Rustic fruit desserts celebrate the bounty of the season in a simple and unfussy format. While they delight me during summer, I delight in a rustic fruit dessert made later in the year from berries frozen at their peak. And if it’s a blueberry, it excites me even more.
Blueberry crisp
Adapted from Julie Richardson, serves six to eight
A crisp is different from a crumble in that its brown sugar streusel topping contains oatmeal that crisps during baking. Either way is delicious, particularly spread over a bed of blueberries and sugar with a hint of citrus. Serve with vanilla ice cream if you wish.
Crisp topping
• 1 1/2 cups old-fashioned oats
• 1 cup all-purpose flour
• 1 cup brown sugar, gently packed
• 1/2 teaspoon kosher salt
• 10 tablespoons unsalted butter, melted
Fruit filling
• 3/4 cup granulated sugar
• 3 tablespoons cornstarch
• 1/2 teaspoon kosher salt
• 6 1/2 cups blueberries, fresh or frozen
• 2 tablespoons freshly squeezed lemon juice
Directions
Preheat oven to 375 degrees Fahrenheit and butter a 2-quart baking dish. Mix the oats, flour, brown sugar, and salt in a medium bowl.

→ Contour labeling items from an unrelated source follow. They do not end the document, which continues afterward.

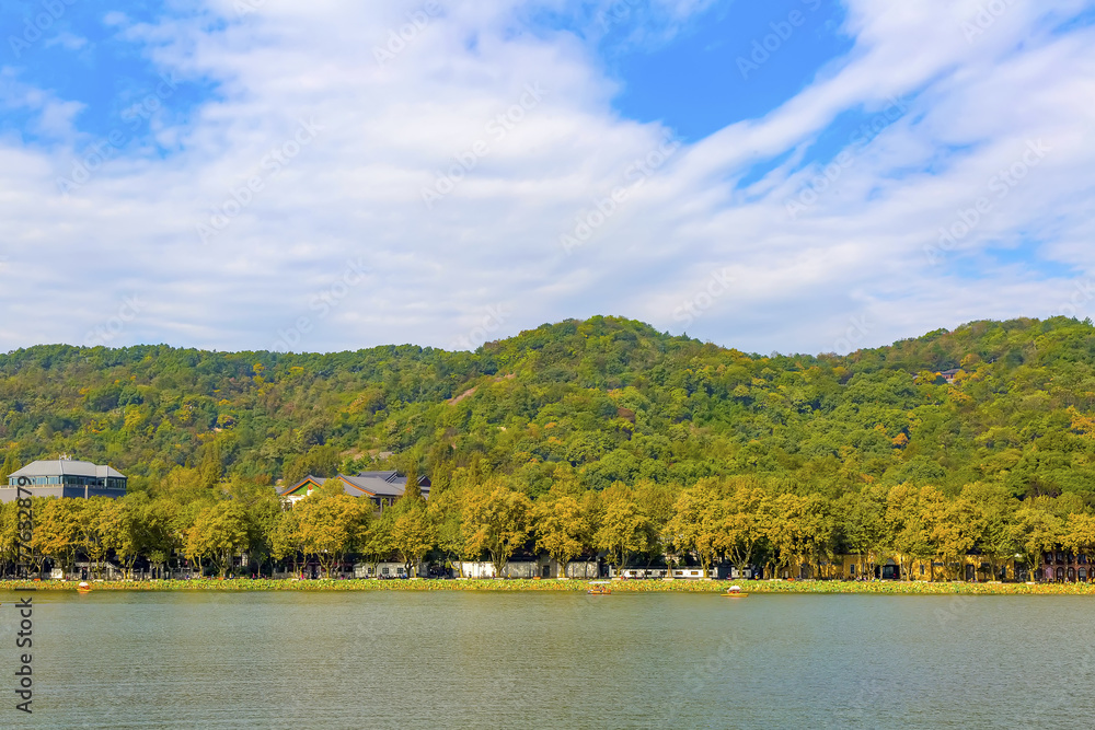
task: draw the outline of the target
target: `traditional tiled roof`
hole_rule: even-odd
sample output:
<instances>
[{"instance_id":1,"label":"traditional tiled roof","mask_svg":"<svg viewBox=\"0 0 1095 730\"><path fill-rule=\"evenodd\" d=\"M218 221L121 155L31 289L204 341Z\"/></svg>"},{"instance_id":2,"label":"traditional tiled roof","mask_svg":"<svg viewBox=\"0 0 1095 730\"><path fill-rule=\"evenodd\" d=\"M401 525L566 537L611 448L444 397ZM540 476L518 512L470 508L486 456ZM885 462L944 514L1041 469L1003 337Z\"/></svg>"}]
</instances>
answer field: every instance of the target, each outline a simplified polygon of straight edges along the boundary
<instances>
[{"instance_id":1,"label":"traditional tiled roof","mask_svg":"<svg viewBox=\"0 0 1095 730\"><path fill-rule=\"evenodd\" d=\"M126 478L125 474L111 466L100 466L91 462L68 459L32 462L18 472L12 472L11 476L93 476L101 479L110 476Z\"/></svg>"}]
</instances>

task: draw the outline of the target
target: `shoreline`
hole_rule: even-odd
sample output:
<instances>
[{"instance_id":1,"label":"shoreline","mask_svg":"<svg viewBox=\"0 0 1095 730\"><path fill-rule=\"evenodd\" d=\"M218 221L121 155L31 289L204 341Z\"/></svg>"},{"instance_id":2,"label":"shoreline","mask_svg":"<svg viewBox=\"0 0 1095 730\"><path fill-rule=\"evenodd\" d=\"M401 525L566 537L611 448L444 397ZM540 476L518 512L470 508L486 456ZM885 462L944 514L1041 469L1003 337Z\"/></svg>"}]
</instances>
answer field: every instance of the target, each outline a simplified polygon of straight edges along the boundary
<instances>
[{"instance_id":1,"label":"shoreline","mask_svg":"<svg viewBox=\"0 0 1095 730\"><path fill-rule=\"evenodd\" d=\"M0 580L0 591L76 591L74 580ZM474 591L474 592L563 592L588 590L588 580L292 580L292 579L201 579L92 582L94 591ZM1095 595L1095 583L971 583L927 581L840 581L840 580L613 580L612 593L702 593L718 594L730 586L744 593L816 595Z\"/></svg>"}]
</instances>

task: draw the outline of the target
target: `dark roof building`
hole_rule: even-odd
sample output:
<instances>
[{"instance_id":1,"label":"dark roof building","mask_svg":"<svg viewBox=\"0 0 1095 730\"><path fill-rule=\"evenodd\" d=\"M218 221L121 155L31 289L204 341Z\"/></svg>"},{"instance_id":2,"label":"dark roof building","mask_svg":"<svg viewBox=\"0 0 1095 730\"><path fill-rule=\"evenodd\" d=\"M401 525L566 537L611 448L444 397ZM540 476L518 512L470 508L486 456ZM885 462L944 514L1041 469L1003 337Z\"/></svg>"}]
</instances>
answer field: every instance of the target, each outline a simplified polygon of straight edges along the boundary
<instances>
[{"instance_id":1,"label":"dark roof building","mask_svg":"<svg viewBox=\"0 0 1095 730\"><path fill-rule=\"evenodd\" d=\"M406 475L394 471L359 472L357 476L339 474L330 479L320 476L307 476L297 484L281 489L279 494L286 497L290 503L295 503L308 497L315 488L326 484L331 479L336 479L341 483L343 493L351 497L368 497L377 506L377 509L380 510L383 510L385 506L391 505L402 497L406 490L407 483ZM418 490L422 491L423 497L429 498L429 478L425 476L418 477Z\"/></svg>"},{"instance_id":2,"label":"dark roof building","mask_svg":"<svg viewBox=\"0 0 1095 730\"><path fill-rule=\"evenodd\" d=\"M123 497L128 478L112 466L101 466L73 459L36 461L8 477L0 485L0 501L16 499L19 487L34 497ZM24 497L25 491L24 491Z\"/></svg>"}]
</instances>

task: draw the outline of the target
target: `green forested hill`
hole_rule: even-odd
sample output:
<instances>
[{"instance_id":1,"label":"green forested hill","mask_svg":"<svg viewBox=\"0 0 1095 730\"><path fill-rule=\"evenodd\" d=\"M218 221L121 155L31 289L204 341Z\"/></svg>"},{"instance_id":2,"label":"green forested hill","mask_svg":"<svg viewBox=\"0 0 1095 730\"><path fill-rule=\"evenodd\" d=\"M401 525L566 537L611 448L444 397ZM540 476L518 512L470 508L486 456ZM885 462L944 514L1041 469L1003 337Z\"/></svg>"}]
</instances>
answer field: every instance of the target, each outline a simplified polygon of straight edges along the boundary
<instances>
[{"instance_id":1,"label":"green forested hill","mask_svg":"<svg viewBox=\"0 0 1095 730\"><path fill-rule=\"evenodd\" d=\"M592 489L748 474L830 497L987 482L1093 503L1093 362L1095 328L1065 318L846 357L747 355L613 317L476 352L39 346L0 356L0 447L7 471L66 452L110 462L131 490L173 472L295 480L394 452L435 484L469 466L533 497L569 465ZM953 384L937 375L954 368Z\"/></svg>"}]
</instances>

Stir in the melted butter and press together with your hands until it forms small clumps. Put the crisp topping in the freezer while you assemble the filling.

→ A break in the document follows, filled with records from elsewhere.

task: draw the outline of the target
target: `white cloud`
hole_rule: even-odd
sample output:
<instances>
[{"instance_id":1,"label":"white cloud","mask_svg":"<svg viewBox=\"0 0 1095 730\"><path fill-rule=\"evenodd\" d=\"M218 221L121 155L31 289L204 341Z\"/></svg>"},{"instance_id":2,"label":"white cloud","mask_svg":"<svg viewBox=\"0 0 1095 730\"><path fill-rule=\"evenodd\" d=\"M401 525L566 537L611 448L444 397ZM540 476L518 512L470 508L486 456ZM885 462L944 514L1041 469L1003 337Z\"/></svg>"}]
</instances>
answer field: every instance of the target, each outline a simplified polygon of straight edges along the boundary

Mix the sugar, corn starch and salt in a large bowl. Add the blueberries and toss to combine, then gently stir in the lemon juice. Finally, spoon the fruit mixture into the prepared baking dish.
Bake for 45 to 55 minutes, or until the crisp is golden brown and the filling is bubbling up in the corners. Cool for 15 to 20 minutes before serving.